In fact, I went to New York once with a bunch of friends. Unfortunately, I was mugged when I was there, but I remember that kind man who took the effort to neatly put my wallet back into the exact same pocket he lifted it from after stripping it of all the cash, credit and ID. Such civility.


----------



## The Tourist (Nov 5, 2013)

Mr.
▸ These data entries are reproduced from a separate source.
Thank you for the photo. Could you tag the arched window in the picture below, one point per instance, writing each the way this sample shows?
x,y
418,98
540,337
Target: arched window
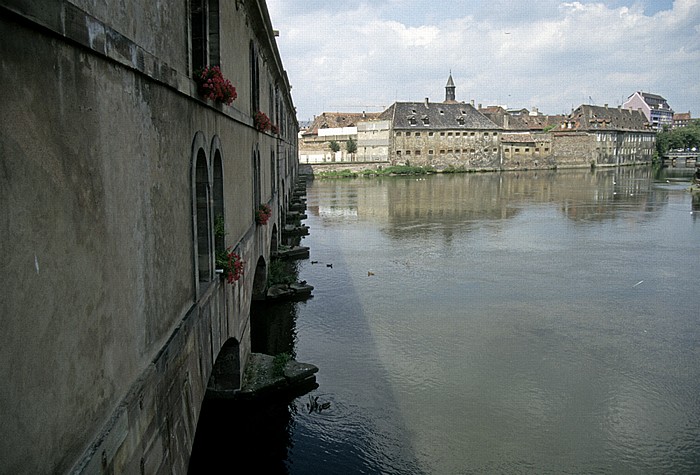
x,y
254,80
218,196
256,179
204,33
273,172
203,218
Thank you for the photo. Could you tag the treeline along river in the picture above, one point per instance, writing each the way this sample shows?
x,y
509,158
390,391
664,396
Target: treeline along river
x,y
530,322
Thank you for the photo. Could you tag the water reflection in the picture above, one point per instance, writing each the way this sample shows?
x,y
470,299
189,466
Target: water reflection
x,y
538,322
520,322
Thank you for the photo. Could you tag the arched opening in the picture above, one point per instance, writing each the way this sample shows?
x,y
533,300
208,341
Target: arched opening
x,y
202,218
273,240
218,195
257,196
226,374
260,280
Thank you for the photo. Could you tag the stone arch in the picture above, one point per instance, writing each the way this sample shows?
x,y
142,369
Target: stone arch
x,y
202,223
260,279
226,375
217,174
274,240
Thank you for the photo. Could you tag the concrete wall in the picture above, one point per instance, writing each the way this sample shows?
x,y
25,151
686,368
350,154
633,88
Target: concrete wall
x,y
108,333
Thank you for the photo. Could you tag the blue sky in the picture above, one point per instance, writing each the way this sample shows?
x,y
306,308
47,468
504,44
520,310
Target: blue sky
x,y
356,55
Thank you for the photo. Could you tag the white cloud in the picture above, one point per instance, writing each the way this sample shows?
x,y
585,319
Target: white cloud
x,y
549,54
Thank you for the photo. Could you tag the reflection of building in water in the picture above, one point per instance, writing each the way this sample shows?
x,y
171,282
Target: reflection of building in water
x,y
442,134
456,135
445,203
603,136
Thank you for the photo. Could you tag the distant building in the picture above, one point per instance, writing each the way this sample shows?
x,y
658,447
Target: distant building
x,y
521,120
681,119
341,127
373,140
654,107
442,134
604,136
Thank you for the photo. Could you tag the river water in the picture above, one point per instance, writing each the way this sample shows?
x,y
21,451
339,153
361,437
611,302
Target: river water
x,y
529,322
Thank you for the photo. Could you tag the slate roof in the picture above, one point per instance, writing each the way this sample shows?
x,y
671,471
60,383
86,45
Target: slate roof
x,y
338,119
588,118
521,121
436,115
524,138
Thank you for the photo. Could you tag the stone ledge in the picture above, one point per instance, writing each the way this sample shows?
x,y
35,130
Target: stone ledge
x,y
261,380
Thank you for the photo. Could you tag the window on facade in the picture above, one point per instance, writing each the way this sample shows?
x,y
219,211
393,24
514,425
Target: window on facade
x,y
254,80
204,33
203,221
273,172
219,243
257,196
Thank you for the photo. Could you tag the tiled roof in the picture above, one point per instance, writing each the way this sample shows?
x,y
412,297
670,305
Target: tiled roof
x,y
330,120
437,115
588,117
526,137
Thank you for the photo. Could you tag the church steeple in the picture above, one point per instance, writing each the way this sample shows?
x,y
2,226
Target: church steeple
x,y
450,90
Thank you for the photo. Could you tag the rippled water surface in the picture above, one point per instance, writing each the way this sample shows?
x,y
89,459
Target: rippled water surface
x,y
537,322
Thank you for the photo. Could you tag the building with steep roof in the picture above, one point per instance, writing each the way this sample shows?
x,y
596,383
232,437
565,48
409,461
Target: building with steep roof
x,y
442,134
605,136
681,119
339,127
654,107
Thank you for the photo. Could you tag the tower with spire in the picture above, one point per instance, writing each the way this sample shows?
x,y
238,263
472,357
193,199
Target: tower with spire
x,y
450,90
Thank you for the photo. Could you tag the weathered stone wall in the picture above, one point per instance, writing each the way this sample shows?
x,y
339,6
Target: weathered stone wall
x,y
108,334
573,148
443,148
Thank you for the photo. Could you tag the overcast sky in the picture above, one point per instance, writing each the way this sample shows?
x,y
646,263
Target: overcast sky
x,y
355,55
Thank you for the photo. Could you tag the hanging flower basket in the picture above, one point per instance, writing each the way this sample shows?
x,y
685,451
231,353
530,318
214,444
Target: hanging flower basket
x,y
213,85
231,263
262,122
262,214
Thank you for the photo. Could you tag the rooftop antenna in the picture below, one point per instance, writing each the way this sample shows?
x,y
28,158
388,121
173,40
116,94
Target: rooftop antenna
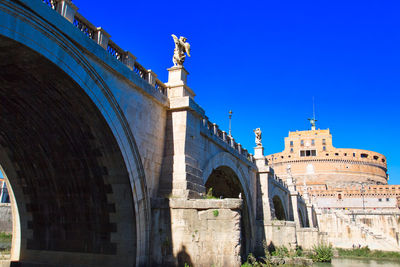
x,y
313,120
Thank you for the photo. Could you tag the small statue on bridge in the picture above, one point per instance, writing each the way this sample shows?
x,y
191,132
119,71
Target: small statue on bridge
x,y
258,132
181,47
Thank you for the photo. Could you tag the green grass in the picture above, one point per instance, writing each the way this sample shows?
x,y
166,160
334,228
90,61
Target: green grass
x,y
366,253
322,253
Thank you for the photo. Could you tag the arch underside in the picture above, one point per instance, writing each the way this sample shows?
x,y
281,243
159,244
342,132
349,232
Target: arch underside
x,y
225,183
69,178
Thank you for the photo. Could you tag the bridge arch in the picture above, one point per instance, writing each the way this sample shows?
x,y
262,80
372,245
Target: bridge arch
x,y
226,167
51,93
280,211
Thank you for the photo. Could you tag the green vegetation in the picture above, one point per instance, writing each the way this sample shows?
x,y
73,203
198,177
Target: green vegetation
x,y
365,252
281,252
262,262
322,253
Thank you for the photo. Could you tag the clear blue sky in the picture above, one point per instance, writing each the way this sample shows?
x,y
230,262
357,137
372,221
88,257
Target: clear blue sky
x,y
265,60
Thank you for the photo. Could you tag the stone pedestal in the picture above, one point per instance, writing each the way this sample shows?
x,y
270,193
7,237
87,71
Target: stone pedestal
x,y
259,153
181,173
177,83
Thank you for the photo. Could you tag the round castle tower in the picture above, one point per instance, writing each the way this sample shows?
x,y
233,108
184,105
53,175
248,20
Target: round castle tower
x,y
315,161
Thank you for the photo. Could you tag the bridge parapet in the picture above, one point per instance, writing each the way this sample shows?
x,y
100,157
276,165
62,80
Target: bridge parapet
x,y
229,141
69,11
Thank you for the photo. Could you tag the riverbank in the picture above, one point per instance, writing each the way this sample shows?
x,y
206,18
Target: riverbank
x,y
366,253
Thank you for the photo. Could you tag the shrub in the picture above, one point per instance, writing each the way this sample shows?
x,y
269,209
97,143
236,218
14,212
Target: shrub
x,y
280,251
322,253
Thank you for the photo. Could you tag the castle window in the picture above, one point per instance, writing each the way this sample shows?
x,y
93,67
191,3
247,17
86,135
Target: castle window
x,y
308,153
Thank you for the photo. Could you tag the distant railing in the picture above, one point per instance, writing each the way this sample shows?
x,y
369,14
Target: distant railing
x,y
115,50
140,70
102,38
84,25
229,140
51,3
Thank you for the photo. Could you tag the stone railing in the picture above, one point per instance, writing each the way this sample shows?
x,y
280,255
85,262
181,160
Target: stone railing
x,y
279,181
69,11
214,130
84,25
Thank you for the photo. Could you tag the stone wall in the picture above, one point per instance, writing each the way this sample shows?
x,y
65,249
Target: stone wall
x,y
5,218
203,233
307,238
375,229
281,233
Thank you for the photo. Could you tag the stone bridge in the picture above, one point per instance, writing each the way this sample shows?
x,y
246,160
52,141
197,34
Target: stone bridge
x,y
109,166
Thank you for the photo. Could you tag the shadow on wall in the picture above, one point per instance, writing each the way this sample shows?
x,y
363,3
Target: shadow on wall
x,y
184,258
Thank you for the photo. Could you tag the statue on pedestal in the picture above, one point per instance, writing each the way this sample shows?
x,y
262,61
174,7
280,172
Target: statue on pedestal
x,y
258,132
181,47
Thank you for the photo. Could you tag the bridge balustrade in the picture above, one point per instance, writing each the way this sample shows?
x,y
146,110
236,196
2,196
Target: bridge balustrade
x,y
84,26
103,39
214,130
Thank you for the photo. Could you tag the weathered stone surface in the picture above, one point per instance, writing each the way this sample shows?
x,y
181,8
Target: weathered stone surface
x,y
5,218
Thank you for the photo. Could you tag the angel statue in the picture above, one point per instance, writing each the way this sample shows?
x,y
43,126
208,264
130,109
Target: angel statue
x,y
181,47
258,136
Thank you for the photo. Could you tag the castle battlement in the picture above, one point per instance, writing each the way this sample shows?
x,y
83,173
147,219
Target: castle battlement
x,y
314,159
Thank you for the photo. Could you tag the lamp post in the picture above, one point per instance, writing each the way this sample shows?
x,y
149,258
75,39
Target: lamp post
x,y
362,194
230,123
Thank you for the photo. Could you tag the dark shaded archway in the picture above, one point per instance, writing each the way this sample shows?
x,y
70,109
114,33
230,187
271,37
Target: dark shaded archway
x,y
279,210
301,218
66,170
226,184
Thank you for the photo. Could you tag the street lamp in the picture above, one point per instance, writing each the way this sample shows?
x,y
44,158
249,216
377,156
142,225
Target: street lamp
x,y
230,123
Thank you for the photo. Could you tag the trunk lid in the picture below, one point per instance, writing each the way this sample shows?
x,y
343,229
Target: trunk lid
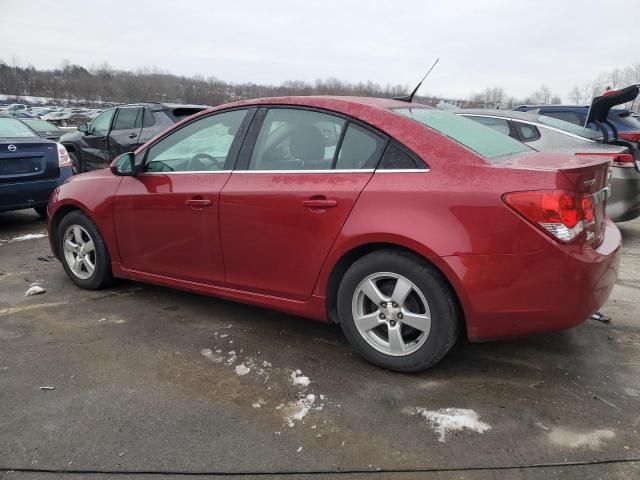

Faukes, you wound me.  Clearly you have misjudged me on many fronts!

I am not xenophobic.  I respect the language.  Rightly, I am an "armed xenophobe."

Puck-slapping.  Oh, no, no, no.  Wisconsinites were part of 1980 Olympic Hockey Team.  The Canucks used more of a limp-wristed movement I cannot duplicate with this much upper body strength.

So far, no ill effects from Canadian food.  You capische, eh?

Rude Americans?  Hardly.  We are a good, moral, and forthright people.  As I've stated, we stole Texas from the Mexicans fair and square, and we were standing in a chapel at the time.

See how "hands across the borders" benefits our diverse customs and beliefs.  For example, look at the difference just between you and I.  Beaver pelting?  Not I.  I am more of your "catch and release" kind of guy.  We Yanks value freedom, and we insist others take it, even if we have to throw them out the following morning.


----------